Inspiration
Many developers still prefer writing the code themselves, with an assistant that helps at the right moments instead of taking over. We built RubberDuck to feel like a “pair partner”: proactive when you’re stuck, and lightweight when you’re in flow. The idea is to combine agents (tests/refactors/completions) with a human-friendly coaching layer that nudges you back on track.
What it does
RubberDuck Live is a local-first IntelliJ plugin + backend + dashboard that supports many workflows: tests, refactors, code edits, "unstuck" questions, etc. The plugin captures lightweight IDE signals (edits, undo/redo, test results, file switching, caret dwell, inspections) and streams them in real time to the backend. The dashboard visualizes the session as live metrics (anti-patterns, stuck timeline, flow/engagement signals) while the plugin surfaces interventions inside the IDE.
How we built it
We implemented an IntelliJ Platform plugin in Kotlin that listens to editor and IDE events, normalizes them into a shared DeveloperEvent schema, and redacts file paths before sending anything out. A FastAPI backend receives HTTP requests for AI features and a WebSocket stream for events, then broadcasts session updates to a Next.js dashboard. The backend can run in a deterministic mock mode for demos, or use real LLM providers (OpenAI / OpenAI-compatible / Ollama) via a single dispatcher with fallback.
What is unique
Instead of guessing from code alone, RubberDuck builds a live behavioral trace directly from the IDE: edit density, undo bursts, repeated failing tests, rapid file switching, lingering on error markers, and inspection spikes. Those signals are used in two places: (1) local stuck-detection rules that trigger timely interventions, and (2) a real-time event stream that powers the dashboard’s "wellness" and anti-pattern views.
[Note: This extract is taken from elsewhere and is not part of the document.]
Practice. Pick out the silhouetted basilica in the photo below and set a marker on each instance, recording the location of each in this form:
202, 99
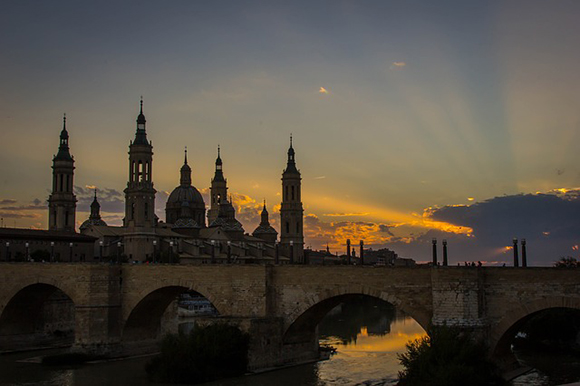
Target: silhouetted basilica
185, 236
The backend doesn’t secretly infer "stuck" - it reacts to explicit events from the plugin, keeping the system transparent, local-first, and privacy-respecting.
What's next for RubberDuck
- Improve personalization (per-user thresholds, fewer false positives) and expand stuck patterns beyond the current rules.
- Grow the dashboard into a clearer coaching tool with tighter correlations between events, interventions, and outcomes.
- Use the collected data in other ways to improve coding experience.